La fin du livre est consacrée à la redécouverte d’une partie de la vie des parents de l’auteur à travers des archives franquistes. Un double fardeau apparaît : venir d’un pays écrasé par une dictature et savoir indirectement que ses parents ont été profondément blessés par elle.
C’est ce qui explique le militantisme de la première génération d’exilés cénétistes en France (nés entre 1925 et 1936), capable d’avoir du recul par rapport à l’Espagne du fait qu’elle est aussi française. Et, également, capable d’être attentive aux possibilités libertaires au quotidien.
Gonzalbo nous donne un livre particulièrement intéressant, rigoureusement annoté par les giménologues 4.

Frank Mintz









1. Antonio Téllez, Sabaté, Guérilla urbaine en Espagne (1945-1960), Paris, Ruedo Ibérico, 1977. Réédité en 1990 par L’Insomniaque.

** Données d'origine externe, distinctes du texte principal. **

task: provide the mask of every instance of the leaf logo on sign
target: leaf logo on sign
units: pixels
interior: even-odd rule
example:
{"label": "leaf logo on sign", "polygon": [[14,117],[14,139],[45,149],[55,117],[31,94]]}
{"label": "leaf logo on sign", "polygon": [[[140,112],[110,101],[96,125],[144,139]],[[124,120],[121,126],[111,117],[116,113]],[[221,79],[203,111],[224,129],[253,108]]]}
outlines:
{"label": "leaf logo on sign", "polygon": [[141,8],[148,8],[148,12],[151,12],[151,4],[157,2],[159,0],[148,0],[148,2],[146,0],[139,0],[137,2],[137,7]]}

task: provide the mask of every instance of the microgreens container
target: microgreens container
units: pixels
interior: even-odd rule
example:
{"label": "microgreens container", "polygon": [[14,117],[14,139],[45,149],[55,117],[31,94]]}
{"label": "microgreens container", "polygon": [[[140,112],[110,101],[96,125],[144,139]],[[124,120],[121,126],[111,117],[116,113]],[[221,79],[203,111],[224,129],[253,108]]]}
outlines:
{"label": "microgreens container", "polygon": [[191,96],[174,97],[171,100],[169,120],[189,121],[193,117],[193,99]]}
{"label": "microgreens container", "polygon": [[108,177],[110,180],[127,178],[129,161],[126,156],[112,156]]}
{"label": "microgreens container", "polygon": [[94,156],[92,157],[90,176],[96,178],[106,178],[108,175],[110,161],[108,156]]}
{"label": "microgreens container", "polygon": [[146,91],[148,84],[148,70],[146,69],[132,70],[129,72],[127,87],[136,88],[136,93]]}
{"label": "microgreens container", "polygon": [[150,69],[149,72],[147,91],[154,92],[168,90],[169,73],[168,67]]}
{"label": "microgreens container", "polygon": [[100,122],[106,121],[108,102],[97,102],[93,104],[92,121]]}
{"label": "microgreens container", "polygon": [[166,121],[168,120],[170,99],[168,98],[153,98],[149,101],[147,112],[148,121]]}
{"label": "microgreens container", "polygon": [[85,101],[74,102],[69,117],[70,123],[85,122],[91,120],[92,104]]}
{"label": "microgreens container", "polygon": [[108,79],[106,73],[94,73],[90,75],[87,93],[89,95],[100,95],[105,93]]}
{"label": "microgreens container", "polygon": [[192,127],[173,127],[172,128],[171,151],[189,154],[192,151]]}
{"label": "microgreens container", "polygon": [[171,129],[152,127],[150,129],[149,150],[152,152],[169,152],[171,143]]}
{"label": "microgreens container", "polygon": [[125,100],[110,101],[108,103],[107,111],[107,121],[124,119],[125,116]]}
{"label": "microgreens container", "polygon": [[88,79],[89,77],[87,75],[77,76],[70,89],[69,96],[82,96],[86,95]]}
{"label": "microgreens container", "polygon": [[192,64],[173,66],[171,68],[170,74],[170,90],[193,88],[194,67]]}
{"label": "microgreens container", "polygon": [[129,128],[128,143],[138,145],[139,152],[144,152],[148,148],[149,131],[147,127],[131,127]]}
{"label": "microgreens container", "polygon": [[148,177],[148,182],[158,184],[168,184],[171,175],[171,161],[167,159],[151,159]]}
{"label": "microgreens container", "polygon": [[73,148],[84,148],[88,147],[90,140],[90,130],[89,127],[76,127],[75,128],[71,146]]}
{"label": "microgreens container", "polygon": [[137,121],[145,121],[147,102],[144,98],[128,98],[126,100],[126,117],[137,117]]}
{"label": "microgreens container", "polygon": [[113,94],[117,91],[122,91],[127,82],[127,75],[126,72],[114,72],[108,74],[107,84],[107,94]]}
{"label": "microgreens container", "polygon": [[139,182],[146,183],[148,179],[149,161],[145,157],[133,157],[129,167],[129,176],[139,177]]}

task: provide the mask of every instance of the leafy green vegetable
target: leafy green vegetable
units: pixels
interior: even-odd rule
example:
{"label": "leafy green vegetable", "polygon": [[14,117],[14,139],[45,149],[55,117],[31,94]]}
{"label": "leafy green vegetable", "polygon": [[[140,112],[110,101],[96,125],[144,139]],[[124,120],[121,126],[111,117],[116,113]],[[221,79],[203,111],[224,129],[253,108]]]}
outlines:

2. Franco, discours du 27 mai 1962, España hoy, Paris, Ruedo Ibérico, 1963, p. 231.
3. Je ne dirai pas « totalitaire » parce que le franquisme a toujours été un conglomérat de tendances se supportant mal – militaires de droite, clergé, phalangistes, monarchistes, monarchistes dissidents – (d’où, d’ailleurs, à la pire époque des poteaux d’exécutions entre 1936 et 1944, la possibilité de jouer sur des hiérarques d’une de ces tendances pour sauver des vies). En URSS, en Bulgarie, que je connais de l’intérieur, le parti et ses purges constantes faisaient que presque personne ne faisait « d’écart de conduite ».
4. Antoine Giménez et les giménologues, Les Fils de la nuit, souvenirs de la guerre d’Espagne (juillet 1936-février 1939), 2006.